Some companies allow for early exercise - this allows an option to be exercised before it has vested (which confers all the usual results of owning a share). The direct cost of exercising does not change, but exercising early generally means exercising when a company has a lower valuation, which can reduce the associated tax costs covered in the next section. To receive these tax benefits, an 83(b) form must be submitted within 30 days of the early exercise event. Exercising early also means shares are owned earlier, and shares owned for longer may get favorable tax treatment when sold. If an employee leaves before their early-exercised options are vested, usually the company will purchase the unvested shares back at the original strike price.
Taxes are owed when an option is exercised, as well as when a share is sold. The former can be quite surprising to startup employees, as upon exercising, they may owe a large tax bill, despite not being able to sell their shares to help pay that bill. ISOs and NSOs are taxed differently at both events, as we’ll cover next.
Taxes Owed when Exercising
To calculate taxes owed upon exercising, the strike price must be compared against the fair market value (FMV) of the stock. For a private company, this is determined by its last 409A valuation, which usually occurs every 12 months, and also upon significant events such as fundraising. Note that when private company valuations are being discussed, these are often post-money valuations based on the prices VCs are paying. VCs are paying for preferred stock however, which is priced significantly higher than common stock. FMV is thus much lower than the numbers often mentioned around company valuations.
FMV - [strike price] at the time of exercise is referred to as the bargain element, which is the value that matters for taxes. Note that this is why early exercise can be a significant cost-savings, as exercising immediately after an option grant means FMV may be equal to strike price, leading to zero bargain element. For NSOs, the bargain element is taxed as ordinary income. For ISOs the bargain element is not taxed at exercise time, but may be taxed at stock sale time in the event of a non-qualifying disposition (sold within 2 years of 1 grant or within 1 year of exercise). For ISOs that are not sold the same year they are exercised (i.e. all qualifying dispositions), the bargain element is subject only to AMT (alternative minimum tax).
AMT for ISOs
AMT, as the name implies, is an alternative way of calculating taxes, and if AMT is higher than regular tax calculations, AMT must be paid instead. To roughly estimate AMT, first add the bargain element to other income, then subtract the AMT exclusion amount, and then multiply the result by the AMT tax rate. If the result of this computation is higher than the amount of taxes normally paid, then this should be factored as an extra cost of exercising options.
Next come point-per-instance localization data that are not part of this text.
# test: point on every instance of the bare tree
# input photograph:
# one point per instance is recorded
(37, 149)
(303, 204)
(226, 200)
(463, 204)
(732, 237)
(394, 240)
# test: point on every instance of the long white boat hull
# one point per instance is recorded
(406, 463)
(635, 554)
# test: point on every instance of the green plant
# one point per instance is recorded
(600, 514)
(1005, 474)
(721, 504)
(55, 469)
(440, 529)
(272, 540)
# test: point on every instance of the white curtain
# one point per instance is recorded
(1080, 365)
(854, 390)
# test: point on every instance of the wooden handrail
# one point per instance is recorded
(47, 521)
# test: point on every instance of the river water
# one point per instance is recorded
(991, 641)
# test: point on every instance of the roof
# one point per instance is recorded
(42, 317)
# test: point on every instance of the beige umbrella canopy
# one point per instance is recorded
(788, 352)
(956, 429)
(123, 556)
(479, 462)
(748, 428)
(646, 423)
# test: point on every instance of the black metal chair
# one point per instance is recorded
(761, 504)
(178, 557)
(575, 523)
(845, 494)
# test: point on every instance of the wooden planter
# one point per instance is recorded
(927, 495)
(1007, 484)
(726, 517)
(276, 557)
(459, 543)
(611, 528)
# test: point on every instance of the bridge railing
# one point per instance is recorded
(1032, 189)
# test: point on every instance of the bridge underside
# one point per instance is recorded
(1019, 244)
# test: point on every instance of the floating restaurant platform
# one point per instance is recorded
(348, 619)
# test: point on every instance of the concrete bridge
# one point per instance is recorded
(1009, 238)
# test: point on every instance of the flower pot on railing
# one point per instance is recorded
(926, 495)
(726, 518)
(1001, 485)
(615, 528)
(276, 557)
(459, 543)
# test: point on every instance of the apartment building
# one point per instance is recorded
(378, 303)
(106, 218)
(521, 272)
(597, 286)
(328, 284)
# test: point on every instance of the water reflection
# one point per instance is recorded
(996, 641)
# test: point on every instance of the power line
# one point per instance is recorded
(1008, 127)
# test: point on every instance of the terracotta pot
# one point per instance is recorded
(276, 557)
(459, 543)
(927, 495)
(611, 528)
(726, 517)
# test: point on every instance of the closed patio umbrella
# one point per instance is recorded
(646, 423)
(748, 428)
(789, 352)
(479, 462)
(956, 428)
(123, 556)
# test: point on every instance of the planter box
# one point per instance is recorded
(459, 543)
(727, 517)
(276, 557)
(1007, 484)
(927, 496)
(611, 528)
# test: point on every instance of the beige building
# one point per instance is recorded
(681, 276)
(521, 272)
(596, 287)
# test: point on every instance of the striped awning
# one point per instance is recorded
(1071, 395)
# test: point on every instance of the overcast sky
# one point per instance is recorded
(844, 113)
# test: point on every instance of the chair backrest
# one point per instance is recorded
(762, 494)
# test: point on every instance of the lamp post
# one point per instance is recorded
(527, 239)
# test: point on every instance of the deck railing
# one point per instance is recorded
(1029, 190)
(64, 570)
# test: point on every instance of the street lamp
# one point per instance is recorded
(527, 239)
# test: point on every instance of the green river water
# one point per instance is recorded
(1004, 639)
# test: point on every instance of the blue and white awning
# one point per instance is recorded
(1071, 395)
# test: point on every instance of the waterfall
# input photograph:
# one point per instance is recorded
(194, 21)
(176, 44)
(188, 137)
However, paying AMT due to ISO exercise also grants AMT credit, of the amount corresponding to the ISO exercise. In future years, if the regular tax owed is greater than AMT, AMT credit can be used to reduce the regular tax bill until reaching the AMT as a lower limit. AMT credit does not expire, so for people who don’t normally pay AMT, tax costs for ISO exercising can be entirely recouped over time.
Taxes Owed when Selling Shares
Stock sales are taxed as either short-term or long-term capital gains, applied to the difference between sell price and exercise price. Exercised NSOs simply follow the same rules as normal stock sales. Exercised ISOs on the other hand, must follow the rules for qualifying dispositions (held for 2 years after grant, 1 year after exercise) to receive long-term capital gains treatment. Otherwise, ISO sales that do not qualify are subject to short-term capital gains, and even worse, as discussed above, the bargain element also gets taxed as ordinary income.